Description
Security Engineer
We have been heavily invested in developing a comprehensive security strategy, in addition to implementing a SOC (Security Operations Center), appropriate governance, processes, training and awareness initiatives. We also provide managed security services for companies that leave the security monitoring of their infrastructure and applications to us. Within the Security Engineering team, the related intrusion detection and prevention technology is developed and kept up to date. Centrally, SIEM (Security Information and Event Management) systems enable Real Time analysis of security alerts, trite and vulnerability management tools, filtering, reporting and data analytics technologies. Evolutions within this rapidly changing domain are monitored closely.
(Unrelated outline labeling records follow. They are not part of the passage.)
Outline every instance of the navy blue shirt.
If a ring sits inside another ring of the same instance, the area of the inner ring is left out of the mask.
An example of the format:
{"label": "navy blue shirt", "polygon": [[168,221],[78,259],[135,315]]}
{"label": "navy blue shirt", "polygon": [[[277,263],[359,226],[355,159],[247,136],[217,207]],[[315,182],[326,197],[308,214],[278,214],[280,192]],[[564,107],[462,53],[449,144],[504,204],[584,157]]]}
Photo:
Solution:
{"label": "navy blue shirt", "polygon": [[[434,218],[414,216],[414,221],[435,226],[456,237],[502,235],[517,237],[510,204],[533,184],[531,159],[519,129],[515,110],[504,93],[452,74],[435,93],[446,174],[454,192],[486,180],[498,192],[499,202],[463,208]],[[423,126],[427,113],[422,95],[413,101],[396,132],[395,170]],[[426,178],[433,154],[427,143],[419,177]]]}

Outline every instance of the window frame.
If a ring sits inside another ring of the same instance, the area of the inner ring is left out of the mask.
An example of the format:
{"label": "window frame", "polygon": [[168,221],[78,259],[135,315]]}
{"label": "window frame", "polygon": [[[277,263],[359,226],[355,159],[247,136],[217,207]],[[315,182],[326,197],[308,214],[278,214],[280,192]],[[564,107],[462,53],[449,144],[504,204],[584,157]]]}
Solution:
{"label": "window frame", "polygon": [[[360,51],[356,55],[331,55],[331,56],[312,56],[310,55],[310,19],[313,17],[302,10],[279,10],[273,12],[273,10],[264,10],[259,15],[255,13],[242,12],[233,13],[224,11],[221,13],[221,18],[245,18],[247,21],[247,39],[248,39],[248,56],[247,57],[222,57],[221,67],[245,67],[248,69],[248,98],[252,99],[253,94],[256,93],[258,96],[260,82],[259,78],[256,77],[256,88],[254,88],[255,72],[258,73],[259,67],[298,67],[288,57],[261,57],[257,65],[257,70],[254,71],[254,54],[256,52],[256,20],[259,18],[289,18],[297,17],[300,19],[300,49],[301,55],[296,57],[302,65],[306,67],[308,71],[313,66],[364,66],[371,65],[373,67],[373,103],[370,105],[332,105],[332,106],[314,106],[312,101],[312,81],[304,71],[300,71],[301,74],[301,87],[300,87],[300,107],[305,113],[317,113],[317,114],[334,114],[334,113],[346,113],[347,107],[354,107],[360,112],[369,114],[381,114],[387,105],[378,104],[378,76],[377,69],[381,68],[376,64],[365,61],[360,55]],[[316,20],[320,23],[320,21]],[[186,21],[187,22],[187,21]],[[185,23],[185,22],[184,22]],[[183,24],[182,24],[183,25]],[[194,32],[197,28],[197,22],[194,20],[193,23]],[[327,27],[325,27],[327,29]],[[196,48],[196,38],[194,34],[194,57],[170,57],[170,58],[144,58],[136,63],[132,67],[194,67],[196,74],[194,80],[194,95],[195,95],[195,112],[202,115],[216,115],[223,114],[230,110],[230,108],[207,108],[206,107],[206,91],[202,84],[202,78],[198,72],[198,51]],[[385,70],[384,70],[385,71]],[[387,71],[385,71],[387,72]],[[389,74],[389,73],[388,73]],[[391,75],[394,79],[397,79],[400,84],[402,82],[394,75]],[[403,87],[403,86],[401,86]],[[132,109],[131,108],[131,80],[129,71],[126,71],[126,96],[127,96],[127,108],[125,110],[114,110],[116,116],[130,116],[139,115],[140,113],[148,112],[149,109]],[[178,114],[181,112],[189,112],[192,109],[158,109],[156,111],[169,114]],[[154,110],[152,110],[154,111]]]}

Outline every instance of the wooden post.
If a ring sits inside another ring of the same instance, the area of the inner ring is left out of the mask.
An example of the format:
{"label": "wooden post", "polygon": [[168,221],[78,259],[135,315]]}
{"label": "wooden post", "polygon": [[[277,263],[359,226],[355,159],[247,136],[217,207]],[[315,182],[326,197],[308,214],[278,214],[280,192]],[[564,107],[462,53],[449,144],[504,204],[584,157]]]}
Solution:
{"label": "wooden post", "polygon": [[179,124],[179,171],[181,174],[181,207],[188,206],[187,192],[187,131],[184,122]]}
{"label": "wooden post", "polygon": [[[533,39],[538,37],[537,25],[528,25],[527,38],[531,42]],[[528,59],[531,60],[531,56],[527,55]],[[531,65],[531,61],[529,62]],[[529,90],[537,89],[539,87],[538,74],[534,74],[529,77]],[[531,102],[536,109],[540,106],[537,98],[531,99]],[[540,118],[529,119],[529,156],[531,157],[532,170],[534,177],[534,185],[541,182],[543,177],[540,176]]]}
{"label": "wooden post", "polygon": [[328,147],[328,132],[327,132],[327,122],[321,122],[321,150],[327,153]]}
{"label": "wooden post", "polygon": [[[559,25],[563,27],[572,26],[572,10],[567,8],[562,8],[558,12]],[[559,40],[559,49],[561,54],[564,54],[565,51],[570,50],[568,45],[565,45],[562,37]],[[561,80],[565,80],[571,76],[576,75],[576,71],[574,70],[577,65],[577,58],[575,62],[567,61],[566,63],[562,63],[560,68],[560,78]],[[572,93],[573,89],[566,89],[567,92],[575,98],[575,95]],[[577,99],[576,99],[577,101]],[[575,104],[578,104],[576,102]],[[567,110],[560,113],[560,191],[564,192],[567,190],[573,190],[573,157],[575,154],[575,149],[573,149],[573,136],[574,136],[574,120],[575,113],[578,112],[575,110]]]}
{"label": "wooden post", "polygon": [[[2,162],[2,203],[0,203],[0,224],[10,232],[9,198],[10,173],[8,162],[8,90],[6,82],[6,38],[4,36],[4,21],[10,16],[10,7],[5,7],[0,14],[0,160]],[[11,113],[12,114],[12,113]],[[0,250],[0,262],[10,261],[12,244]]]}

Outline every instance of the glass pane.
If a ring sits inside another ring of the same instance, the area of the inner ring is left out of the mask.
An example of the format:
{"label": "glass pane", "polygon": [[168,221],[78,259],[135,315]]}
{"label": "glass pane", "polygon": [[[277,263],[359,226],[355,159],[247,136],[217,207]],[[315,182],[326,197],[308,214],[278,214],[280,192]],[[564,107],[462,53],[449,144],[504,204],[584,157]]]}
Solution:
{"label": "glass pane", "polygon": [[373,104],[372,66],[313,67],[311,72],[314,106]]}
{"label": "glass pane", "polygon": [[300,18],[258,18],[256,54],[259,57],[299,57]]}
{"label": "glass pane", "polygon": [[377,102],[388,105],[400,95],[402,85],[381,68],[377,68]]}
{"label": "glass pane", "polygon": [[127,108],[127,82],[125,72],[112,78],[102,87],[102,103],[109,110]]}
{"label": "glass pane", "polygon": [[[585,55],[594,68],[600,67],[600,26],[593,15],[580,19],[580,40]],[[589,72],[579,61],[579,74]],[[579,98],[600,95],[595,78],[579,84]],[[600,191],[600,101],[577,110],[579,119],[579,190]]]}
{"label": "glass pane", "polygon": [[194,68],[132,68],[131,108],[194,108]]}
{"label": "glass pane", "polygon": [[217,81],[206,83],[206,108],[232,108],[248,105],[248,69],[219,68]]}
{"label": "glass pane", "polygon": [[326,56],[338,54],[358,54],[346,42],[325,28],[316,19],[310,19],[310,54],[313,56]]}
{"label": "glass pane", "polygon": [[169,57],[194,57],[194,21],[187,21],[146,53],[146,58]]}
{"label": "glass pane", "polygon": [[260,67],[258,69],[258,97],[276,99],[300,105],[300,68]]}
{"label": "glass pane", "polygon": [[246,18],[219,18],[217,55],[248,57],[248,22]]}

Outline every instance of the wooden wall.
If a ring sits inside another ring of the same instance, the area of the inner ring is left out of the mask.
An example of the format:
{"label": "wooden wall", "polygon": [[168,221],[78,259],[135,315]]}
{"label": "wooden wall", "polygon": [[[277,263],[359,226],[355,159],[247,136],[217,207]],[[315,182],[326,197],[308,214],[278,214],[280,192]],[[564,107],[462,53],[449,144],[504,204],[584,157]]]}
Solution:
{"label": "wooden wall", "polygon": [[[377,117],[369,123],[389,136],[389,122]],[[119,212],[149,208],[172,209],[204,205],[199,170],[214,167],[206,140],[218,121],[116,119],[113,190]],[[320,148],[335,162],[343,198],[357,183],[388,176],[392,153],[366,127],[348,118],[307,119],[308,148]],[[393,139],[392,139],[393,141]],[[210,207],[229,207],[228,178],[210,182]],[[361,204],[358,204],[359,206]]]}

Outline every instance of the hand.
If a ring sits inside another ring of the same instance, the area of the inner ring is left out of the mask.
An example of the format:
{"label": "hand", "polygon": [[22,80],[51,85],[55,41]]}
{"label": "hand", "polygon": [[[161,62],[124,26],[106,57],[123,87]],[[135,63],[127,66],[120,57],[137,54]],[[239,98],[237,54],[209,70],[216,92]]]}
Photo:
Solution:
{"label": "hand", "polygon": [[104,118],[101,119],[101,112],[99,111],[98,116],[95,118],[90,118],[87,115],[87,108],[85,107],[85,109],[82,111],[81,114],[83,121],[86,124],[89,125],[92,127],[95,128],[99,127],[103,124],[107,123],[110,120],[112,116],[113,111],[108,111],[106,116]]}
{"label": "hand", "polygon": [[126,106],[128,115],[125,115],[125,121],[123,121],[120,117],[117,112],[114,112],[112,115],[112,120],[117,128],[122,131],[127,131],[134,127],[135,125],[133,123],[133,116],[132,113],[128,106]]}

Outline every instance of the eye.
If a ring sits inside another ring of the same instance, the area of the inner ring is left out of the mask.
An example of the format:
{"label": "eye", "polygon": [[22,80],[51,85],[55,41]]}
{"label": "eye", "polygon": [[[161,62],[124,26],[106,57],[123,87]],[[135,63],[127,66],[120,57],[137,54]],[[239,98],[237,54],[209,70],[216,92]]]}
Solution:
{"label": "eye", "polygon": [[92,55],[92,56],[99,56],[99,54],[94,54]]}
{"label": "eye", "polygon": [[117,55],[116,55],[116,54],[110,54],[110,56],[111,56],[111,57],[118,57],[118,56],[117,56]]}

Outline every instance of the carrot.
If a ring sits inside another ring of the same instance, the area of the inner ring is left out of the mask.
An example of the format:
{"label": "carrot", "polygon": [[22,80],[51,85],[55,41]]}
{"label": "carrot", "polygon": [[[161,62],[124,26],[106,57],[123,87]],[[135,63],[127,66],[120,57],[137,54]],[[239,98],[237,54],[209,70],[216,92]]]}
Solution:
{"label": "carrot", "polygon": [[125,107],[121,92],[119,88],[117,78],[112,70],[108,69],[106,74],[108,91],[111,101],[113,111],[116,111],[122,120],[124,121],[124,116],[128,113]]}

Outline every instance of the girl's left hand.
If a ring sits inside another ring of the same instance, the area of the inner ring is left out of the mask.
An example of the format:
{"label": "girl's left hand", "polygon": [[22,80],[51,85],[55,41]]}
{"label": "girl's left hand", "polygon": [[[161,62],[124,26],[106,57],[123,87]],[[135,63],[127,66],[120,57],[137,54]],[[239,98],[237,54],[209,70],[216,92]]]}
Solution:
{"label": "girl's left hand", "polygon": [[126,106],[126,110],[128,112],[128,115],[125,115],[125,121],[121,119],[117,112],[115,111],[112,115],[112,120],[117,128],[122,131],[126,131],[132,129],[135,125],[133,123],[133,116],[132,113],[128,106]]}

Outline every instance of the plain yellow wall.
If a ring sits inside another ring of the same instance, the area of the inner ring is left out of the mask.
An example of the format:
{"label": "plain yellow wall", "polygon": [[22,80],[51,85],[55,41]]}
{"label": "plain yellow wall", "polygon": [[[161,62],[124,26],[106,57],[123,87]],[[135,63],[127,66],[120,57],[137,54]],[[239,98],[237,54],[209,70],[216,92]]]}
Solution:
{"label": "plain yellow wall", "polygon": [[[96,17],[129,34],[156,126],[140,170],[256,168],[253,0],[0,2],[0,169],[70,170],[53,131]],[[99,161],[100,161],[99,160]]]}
As a junior engineer in the team, you will soon be able to perform independent projects under the supervision of a senior engineer. You will implement the security monitoring of new technologies and systems, from concept definition to implementation and testing. You will implement improvements to Real Time views and reporting. You will be involved in the definition of the Security Tool evolution, assist in implementing platform upgrades, and in evaluating new technologies within the domain.
Job Requirements:
ArcSight ESM and Splunk Enterprise infrastructure general knowledge
SmartConnectors monitoring
Forwarders monitoring
Occasional evening maintenance windows (19h -> )
Infrastructure sizing
Close relationship with vendor Support centres
Security Analysts support
Infrastructure administration
Deploy and support new engineering solutions into production
Profile:
To support extensions of our monitored products portfolio, we require the following skills:
Wide (not deep) knowledge of most common security products: Firewall, Proxy, IDS/IPS, Mail and Webgateways, Web application Firewalls,
ArcSight FlexConnectors/Parsing overrides development
Regular expressions coding
Good at technical writing
Perl and Shell Scripting
To help us with the demand for reporting projects:
Splunk and ArcSight reporting skills, including:
Usage of trends
Variables
Reports scheduling
Data models
Eval functions
Scheduled searches
Competences:
A first work experience (1 to 3 years) is definitely an advantage but not a requirement.
Knowledge/experience with IT systems, security management, SIEM (Splunk, ArcSight, other ) concepts are a plus
Good working knowledge of (Redhat) Linux & development for Linux.
Analysis and documentation skills as well as programming and implementation experience.
Communicative and assertive.
Able to work independently & as part of a team.
Sense of responsibility and self-initiative.
Flexible able to work around roadblocks if required, but always keeping the target in sight.
Language: Good knowledge of English (written and oral), any other language (Dutch, French ) is an extra advantage.